La foto es elocuente. Sobre el abismo negro del escenario se recorta la melena cenicienta, tentáculos de pulpos albinos trenzados; los ojos cerrados como persianas del downtown a deshoras. Patti Smith había llegado en 2017 por segunda vez a Buenos Aires con un conjunto de polaroids como parte de la colección de la Fundación Cartier de París y se fue a los gritos, con un puño duro en alto y un pañuelo atado a la muñeca, en marzo de 2018. Como si fuera la activista número uno de la causa neofeminista en Argentina.

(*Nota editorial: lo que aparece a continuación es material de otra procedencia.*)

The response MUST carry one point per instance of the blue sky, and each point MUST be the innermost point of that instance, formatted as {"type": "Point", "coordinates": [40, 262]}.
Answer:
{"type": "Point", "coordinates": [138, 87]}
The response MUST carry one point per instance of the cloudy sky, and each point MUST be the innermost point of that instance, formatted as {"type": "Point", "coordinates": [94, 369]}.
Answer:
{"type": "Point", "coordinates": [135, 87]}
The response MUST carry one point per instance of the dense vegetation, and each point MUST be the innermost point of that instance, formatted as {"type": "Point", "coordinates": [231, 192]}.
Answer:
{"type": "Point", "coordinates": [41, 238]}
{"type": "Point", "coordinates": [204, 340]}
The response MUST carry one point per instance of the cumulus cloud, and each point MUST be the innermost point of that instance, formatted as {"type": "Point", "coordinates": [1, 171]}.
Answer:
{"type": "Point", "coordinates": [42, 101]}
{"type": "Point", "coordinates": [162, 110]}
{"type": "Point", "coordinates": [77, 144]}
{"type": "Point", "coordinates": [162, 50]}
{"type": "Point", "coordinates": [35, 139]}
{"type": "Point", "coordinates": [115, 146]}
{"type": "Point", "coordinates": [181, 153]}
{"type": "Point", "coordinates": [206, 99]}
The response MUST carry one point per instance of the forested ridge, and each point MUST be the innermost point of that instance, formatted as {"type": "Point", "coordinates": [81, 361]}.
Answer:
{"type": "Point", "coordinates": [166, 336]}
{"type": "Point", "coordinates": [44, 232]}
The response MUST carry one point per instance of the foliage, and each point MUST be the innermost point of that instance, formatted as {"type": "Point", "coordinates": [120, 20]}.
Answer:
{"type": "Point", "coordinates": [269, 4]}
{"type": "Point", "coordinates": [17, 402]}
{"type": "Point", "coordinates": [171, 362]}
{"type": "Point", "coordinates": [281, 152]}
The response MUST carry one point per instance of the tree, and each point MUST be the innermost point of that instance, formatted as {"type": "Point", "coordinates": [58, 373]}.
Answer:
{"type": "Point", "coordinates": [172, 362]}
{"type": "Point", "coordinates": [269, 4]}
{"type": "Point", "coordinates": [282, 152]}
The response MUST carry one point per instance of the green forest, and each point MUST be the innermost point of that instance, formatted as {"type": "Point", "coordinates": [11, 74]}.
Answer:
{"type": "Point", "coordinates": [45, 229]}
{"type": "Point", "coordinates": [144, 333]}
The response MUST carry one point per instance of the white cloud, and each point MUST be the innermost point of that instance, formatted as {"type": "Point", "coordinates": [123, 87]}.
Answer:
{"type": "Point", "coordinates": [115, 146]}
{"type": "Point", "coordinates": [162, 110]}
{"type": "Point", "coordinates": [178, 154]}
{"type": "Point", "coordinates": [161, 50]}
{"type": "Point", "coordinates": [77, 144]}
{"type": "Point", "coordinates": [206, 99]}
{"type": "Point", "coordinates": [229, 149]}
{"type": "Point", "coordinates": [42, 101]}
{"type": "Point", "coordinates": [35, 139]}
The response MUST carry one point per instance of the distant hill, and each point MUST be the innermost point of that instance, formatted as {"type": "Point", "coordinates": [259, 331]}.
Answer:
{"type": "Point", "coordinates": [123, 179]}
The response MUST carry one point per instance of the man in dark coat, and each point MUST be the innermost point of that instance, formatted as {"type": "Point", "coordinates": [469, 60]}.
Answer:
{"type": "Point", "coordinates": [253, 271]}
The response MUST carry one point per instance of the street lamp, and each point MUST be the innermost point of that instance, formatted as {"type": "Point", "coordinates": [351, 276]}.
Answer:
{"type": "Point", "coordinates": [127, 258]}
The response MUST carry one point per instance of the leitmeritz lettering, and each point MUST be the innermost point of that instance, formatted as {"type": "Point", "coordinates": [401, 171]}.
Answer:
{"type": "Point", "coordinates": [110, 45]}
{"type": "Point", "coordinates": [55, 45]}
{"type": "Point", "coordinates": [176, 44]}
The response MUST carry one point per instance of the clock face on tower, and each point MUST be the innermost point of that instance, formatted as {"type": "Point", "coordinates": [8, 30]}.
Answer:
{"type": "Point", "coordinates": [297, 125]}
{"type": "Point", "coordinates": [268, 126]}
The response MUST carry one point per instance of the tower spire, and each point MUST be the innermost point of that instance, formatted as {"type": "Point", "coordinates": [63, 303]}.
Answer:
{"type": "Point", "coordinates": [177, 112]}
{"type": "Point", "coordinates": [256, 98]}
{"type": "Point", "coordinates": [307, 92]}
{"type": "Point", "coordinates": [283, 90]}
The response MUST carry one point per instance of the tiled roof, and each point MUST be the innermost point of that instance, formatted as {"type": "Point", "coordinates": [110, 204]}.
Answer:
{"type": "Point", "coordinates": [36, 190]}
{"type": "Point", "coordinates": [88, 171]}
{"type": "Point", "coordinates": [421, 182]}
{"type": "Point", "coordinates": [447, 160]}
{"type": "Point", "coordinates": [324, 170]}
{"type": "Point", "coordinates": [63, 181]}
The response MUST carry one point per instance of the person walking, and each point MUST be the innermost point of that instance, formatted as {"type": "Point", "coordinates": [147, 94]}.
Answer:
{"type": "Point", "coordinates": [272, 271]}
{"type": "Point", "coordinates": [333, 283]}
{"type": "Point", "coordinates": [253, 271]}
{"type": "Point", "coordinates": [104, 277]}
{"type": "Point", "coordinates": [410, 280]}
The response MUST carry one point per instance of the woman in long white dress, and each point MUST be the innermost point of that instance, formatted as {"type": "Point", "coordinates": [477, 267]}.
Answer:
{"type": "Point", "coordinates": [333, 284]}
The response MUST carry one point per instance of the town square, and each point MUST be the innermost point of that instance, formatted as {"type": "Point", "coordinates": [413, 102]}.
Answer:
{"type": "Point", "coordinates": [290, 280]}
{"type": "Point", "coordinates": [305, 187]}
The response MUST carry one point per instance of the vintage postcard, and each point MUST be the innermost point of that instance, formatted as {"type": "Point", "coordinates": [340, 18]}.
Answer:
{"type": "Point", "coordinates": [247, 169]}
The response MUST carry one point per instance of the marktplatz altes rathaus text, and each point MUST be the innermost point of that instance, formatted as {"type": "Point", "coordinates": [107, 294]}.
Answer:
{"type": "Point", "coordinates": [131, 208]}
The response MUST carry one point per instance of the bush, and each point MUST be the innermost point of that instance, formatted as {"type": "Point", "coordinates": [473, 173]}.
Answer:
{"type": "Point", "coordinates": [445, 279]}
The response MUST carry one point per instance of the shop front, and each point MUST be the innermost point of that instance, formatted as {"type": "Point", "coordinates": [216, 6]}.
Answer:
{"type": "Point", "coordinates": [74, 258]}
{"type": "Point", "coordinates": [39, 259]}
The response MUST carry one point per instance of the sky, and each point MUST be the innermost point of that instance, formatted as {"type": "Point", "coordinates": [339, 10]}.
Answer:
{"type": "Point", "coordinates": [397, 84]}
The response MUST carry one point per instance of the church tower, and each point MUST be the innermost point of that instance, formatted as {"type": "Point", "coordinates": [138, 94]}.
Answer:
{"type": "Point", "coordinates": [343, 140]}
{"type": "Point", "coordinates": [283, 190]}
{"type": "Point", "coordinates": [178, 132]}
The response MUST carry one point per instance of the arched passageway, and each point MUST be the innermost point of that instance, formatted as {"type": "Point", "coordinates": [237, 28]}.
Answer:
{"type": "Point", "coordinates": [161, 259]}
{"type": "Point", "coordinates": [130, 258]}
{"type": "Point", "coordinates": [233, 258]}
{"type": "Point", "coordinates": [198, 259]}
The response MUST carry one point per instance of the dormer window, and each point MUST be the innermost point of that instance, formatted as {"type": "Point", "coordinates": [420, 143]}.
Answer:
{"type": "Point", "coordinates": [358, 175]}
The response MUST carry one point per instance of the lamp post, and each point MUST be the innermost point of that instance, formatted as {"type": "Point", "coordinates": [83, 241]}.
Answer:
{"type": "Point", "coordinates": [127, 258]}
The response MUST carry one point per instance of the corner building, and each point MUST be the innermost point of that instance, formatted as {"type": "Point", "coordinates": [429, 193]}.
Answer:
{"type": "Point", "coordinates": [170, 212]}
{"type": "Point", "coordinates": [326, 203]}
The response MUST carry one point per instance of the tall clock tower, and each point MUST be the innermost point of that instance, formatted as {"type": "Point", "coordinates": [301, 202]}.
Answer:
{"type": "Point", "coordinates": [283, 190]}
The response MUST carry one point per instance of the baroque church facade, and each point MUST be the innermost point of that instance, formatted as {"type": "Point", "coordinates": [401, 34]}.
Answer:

Arrastrada por el vendaval verde, a los 71 años, Patti escribió con su presencia y canciones el prólogo para la proclama masiva por el aborto seguro, legal y gratuito. Del silencio de una sala del CCK , donde se escuchaba su voz en off y se veían las fotos que Guillermo Kuitca había seleccionado para la muestra Les Visitants, al ruido de Smith convocando a una multitud a un late night show literario con el ex director de la Biblioteca Nacional Alberto Manguel y un concierto acústico, terminó siendo eso, un mitín de los derechos civiles. Como había pasado en la fallida entrega del Premio Nobel a Bob Dylan, en este tránsito quedó expuesto su carácter anfibio: demasiado popular para la academia; demasiado libresca para el pop.
Smith también adelantó el año en que la mejor ficción de la tevé puso en foco la problemática de género (100 días para enamorarse) esparcida por toda la sociedad. Su cuerpo flaco y desgarbado sigue siendo una anatomía de la androginia. El fotógrafo Robert Mapplethorpe fue el primero que lo entendió con aquellas imágenes que la mostraban como la chica más parecida a Keith Richards sobre la faz de la tierra; Juana de Arco en el asiento trasero del Taxi Driver de Scorsese. En la mitad de los convulsivos 70, Mapplethorpe la definió para siempre en la tapa del álbum Horses. La profundidad de aquella foto residía en que al hacer foco en la indefinición constitutiva de sus huesos invertía el estatus de la época. Allí donde los machos del rock simulaban hipermujeres (Jagger, Bowie, Mercury) para ser una chica del rock inevitablemente habría que travestirse, volverse un varoncito de pelo corto y corbata.
No es que estos atributos no estuvieran presentes en la anterior visita de Smith a Buenos Aires. Las circunstancias exacerbaron las condiciones de recepción. Esta vez la poeta punk llegó precedida del moderado éxito editorial de Just Kids (Lumen), la memoria de sus días junto a Mapplethorpe, que la acercó a un público distinto. Ya no eran los connaisseurs del rock quienes la asediaban en la conferencia de prensa sino un público muy joven, mayormente femenino, que depositaba en ella ese lugar de luchadora feminista que nunca ejerció. Madrina honoris causa de todas las chicas de pañuelo verde, la dicción entrecortada con la que Smith definió una manera femenina de cantar rock se resignificó en Buenos Aires. La artista visual de la que pocos se percataron se fue como la jefa espiritual del movimiento.